Então, chega a reforma. E o silêncio entra. Pela primeira vez em décadas, ninguém precisa deles.

O que acontece? Eles não preenchem imediatamente esse espaço com novas atividades ou encontros sociais. Em vez disso, instalam-se nesse sossego. Ler um livro sem olhar para o relógio. Caminhar sem um destino certo. Passar uma tarde a não fazer nada e, pela primeira vez em muito tempo, sentir uma paz que mal conseguem expressar.

Não se trata de depressão. É a cura. É o equivalente psicológico a um maratonista que se senta após cruzar a linha de chegada. Esse silêncio não é um sinal de falha; é o que acontece quando alguém finalmente se liberta de um peso.

Por que confundimos solidão e problema?

A nossa sociedade tem um grande ponto cego em relação à reforma e à solidão. Criámos um discurso em torno dos perigos do isolamento nas pessoas idosas, e esse discurso tem fundamentação. A solidão crónica é realmente prejudicial, e as consequências de um isolamento social prolongado para a saúde são bem documentadas e sérias.

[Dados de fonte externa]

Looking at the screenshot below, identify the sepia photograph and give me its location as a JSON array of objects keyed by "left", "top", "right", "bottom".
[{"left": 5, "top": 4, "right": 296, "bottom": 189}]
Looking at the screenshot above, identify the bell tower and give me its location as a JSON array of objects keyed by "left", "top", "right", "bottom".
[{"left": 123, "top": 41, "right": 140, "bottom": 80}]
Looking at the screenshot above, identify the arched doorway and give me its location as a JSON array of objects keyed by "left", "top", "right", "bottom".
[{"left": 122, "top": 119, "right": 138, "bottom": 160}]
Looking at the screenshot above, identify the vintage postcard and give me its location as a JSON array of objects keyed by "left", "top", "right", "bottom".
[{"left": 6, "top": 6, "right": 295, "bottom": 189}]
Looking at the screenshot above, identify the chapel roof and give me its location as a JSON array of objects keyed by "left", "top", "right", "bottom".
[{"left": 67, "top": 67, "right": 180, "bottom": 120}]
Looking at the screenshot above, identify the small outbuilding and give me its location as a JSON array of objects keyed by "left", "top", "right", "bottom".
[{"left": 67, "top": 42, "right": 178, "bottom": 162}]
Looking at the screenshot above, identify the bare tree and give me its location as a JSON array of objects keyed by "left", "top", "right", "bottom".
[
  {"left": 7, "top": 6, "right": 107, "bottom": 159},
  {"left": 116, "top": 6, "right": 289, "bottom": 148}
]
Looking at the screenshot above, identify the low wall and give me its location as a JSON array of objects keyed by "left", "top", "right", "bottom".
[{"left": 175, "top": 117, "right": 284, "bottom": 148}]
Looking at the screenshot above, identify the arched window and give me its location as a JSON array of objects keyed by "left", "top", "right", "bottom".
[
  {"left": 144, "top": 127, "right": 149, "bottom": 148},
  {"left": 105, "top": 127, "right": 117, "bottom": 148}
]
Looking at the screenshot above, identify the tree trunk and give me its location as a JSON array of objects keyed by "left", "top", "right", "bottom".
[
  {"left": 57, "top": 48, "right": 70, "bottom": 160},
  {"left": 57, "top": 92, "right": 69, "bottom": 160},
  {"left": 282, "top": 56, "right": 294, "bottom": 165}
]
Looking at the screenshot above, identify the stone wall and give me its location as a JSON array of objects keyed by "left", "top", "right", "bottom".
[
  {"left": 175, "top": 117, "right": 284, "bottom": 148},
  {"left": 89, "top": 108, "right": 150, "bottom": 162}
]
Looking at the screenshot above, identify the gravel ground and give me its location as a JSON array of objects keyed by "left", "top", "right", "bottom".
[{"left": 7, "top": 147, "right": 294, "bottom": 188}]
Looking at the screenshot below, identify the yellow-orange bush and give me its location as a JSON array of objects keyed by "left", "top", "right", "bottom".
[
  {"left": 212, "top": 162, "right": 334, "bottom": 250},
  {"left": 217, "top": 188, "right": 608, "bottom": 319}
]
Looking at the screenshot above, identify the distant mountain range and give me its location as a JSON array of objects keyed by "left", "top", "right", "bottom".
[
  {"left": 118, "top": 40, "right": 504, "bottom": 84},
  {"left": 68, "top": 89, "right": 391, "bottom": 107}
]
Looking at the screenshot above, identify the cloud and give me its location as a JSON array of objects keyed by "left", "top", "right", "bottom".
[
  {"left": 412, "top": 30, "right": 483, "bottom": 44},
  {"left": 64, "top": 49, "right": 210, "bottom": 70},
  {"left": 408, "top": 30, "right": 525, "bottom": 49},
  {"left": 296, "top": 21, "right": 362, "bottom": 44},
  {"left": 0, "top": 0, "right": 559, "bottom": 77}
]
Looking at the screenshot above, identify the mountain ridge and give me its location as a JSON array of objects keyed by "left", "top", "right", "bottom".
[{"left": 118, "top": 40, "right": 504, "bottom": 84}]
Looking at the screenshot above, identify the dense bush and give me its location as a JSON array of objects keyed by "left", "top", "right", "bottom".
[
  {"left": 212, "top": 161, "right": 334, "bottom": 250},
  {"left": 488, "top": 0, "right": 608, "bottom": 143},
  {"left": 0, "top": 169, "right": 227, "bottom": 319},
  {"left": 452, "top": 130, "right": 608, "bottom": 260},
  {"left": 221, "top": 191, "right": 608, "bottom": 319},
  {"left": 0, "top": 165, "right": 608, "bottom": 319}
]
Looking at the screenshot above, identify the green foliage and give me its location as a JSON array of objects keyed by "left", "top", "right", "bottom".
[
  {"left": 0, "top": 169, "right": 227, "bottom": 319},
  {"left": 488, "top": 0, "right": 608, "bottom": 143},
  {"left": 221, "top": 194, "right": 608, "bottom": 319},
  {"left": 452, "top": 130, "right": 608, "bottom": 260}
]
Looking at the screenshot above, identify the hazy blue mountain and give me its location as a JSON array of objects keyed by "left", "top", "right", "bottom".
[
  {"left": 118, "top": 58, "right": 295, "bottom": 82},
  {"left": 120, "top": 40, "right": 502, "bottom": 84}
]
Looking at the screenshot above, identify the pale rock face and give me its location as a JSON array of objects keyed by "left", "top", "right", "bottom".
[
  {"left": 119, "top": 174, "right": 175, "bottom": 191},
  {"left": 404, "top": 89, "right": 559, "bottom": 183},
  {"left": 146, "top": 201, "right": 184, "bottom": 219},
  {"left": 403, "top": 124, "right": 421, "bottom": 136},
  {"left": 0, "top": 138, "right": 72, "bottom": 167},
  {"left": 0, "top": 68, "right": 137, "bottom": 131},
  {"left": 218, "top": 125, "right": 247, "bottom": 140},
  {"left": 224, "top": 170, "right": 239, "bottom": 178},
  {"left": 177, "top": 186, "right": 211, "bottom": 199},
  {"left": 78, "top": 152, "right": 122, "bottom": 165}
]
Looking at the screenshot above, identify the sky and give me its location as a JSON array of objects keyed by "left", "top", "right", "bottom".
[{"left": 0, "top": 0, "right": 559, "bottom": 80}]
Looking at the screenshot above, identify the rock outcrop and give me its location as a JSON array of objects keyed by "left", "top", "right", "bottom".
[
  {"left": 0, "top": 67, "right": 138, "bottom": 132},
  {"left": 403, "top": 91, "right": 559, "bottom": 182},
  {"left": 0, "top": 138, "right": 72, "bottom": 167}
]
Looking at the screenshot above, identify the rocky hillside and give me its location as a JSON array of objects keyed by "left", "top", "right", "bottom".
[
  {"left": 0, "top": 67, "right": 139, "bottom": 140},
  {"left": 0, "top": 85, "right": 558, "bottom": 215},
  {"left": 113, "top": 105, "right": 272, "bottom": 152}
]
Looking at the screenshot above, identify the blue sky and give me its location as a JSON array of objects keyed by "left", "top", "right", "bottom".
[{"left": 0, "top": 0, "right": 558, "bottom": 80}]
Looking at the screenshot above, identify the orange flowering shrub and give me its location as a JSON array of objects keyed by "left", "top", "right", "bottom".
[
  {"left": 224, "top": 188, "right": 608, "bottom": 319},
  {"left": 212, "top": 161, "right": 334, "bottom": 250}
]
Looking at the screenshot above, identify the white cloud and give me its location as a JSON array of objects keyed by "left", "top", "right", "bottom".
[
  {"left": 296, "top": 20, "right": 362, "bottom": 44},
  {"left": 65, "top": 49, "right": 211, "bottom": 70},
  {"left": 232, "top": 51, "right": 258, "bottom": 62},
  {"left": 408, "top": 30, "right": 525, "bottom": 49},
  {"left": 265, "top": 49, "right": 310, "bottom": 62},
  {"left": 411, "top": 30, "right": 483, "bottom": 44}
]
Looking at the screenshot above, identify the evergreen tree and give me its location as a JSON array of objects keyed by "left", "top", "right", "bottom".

No entanto, estamos tão obcecados pelos riscos da solidão que começamos a ver qualquer forma de solidão como um sinal de alerta. Assim que vemos uma pessoa reformada passar tempo sozinha, preocupamo-nos imediatamente e encorajamos à participação em atividades e a compromissos comunitários, tratando o silêncio como um problema a ser resolvido.

Para algumas pessoas, isso é realmente necessário. A solidão verdadeira na reforma existe e merece ser considerada.

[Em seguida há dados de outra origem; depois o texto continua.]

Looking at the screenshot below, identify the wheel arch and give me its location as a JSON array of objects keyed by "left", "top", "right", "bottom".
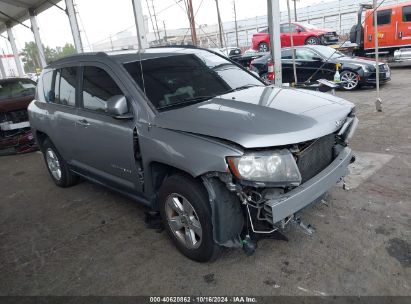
[
  {"left": 147, "top": 161, "right": 244, "bottom": 247},
  {"left": 34, "top": 130, "right": 50, "bottom": 152}
]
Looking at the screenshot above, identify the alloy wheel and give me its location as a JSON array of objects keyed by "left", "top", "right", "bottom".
[
  {"left": 341, "top": 71, "right": 358, "bottom": 90},
  {"left": 165, "top": 193, "right": 203, "bottom": 249},
  {"left": 46, "top": 148, "right": 61, "bottom": 181}
]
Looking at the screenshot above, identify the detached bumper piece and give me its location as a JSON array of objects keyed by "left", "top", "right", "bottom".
[
  {"left": 0, "top": 127, "right": 37, "bottom": 156},
  {"left": 264, "top": 147, "right": 353, "bottom": 224}
]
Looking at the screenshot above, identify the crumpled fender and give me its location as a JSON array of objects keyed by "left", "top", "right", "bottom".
[{"left": 202, "top": 176, "right": 244, "bottom": 247}]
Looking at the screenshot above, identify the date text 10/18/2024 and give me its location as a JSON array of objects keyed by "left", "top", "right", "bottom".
[{"left": 150, "top": 296, "right": 257, "bottom": 303}]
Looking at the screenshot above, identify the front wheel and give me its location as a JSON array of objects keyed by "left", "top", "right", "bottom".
[
  {"left": 341, "top": 71, "right": 359, "bottom": 91},
  {"left": 159, "top": 174, "right": 220, "bottom": 262},
  {"left": 42, "top": 139, "right": 79, "bottom": 187}
]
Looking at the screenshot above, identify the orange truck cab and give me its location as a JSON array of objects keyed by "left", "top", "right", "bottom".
[{"left": 350, "top": 1, "right": 411, "bottom": 55}]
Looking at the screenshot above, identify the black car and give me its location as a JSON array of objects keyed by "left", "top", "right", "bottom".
[{"left": 250, "top": 45, "right": 391, "bottom": 90}]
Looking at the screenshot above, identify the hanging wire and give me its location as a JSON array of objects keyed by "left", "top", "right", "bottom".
[
  {"left": 174, "top": 0, "right": 219, "bottom": 48},
  {"left": 305, "top": 0, "right": 385, "bottom": 83}
]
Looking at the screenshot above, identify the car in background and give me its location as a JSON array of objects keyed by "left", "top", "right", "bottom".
[
  {"left": 251, "top": 22, "right": 338, "bottom": 52},
  {"left": 0, "top": 78, "right": 36, "bottom": 155},
  {"left": 250, "top": 45, "right": 391, "bottom": 91},
  {"left": 209, "top": 47, "right": 241, "bottom": 58}
]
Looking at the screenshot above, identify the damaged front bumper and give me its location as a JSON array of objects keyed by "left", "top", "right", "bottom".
[{"left": 264, "top": 147, "right": 353, "bottom": 224}]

Mas para muitos outros, especialmente aqueles que dedicaram suas vidas profissionais a ocupações exigentes em cuidados e serviços, a solidão da reforma é algo muito diferente. Não é a ausência de conexão social, mas a presença de algo que lhes foi negado por décadas: tempo livre, sem obrigações, que lhes pertence inteiramente.

Tentar preencher esse tempo com atividades sociais obrigatórias não só é inútil, como contraproducente. Isso lhes rouba a única vantagem que a reforma finalmente lhes ofereceu: a autonomia sobre a sua agenda, substituída por uma nova série de obrigações apresentadas como enriquecimento pessoal.

O que a filosofia nos ensina sobre reforma e solidão

A filosofia estóica reconhece, desde a Antiguidade, o valor dos períodos de retiro e reflexão. Os estóicos frequentemente falavam da essencialidade de se afastar do ruído do mundo para compreender melhor a própria vida e cultivar a sabedoria.

Nesta perspectiva, existe um conceito semelhante ao da equanimidade: o autocontrole e a aceitação dos eventos como eles se apresentam, sem se deixar levar pelos prazeres ou descontentamentos. Trata-se de uma paz interior estável que não depende das circunstâncias externas.

Acredito que a melhor forma de solidão na reforma assemelha-se muito a esse estado estóico. Não é uma alegria exuberante, nem uma tristeza.

É serenidade. É o sentimento de alguém que viveu plenamente, criou filhos, construiu uma carreira, manteve relações e que pode finalmente deixar de provar a sua legitimidade.

Essa serenidade é a recompensa por décadas de presença. Exige espaço. Exige calma. E requer precisamente o tipo de solidão que aqueles bem-intencionados e de fora frequentemente tentam perturbar.

O que realmente se deve saber sobre a solidão dos reformados

Se um ente querido se encontra na reforma e parece apreciar a solidão mais do que imaginávamos, pode ser que ele não esteja a sofrer. É possível que esteja a recuperar de uma vida passada a ser indispensável, e que a paz que encontra na sua própria companhia seja um benefício que mereceu, e não um mero acaso.

Questione-os sobre como se sentem. Não presuma saber. E se disserem que estão felizes, acredite. A capacidade de estar verdadeiramente à vontade na própria companhia, após décadas a viver para os outros, não é um sinal de declínio. É uma das mais elevadas formas de maturidade psicológica que se pode manifestar.

Sobre temas como serenidade, desapego e a diferença entre solidão e isolamento, inicialmente, observava-os através do olhar de alguém jovem. Hoje, ao ver os meus próximos finalmente a encontrarem-se na serenidade da velhice, compreendo-os de uma forma muito mais pessoal.

A ideia de um ego minimizado não implica se diminuir. Trata-se de não ter mais necessidade de provar nada a ninguém, nem mesmo a si mesmo.

Não é solidão. É a linha de chegada.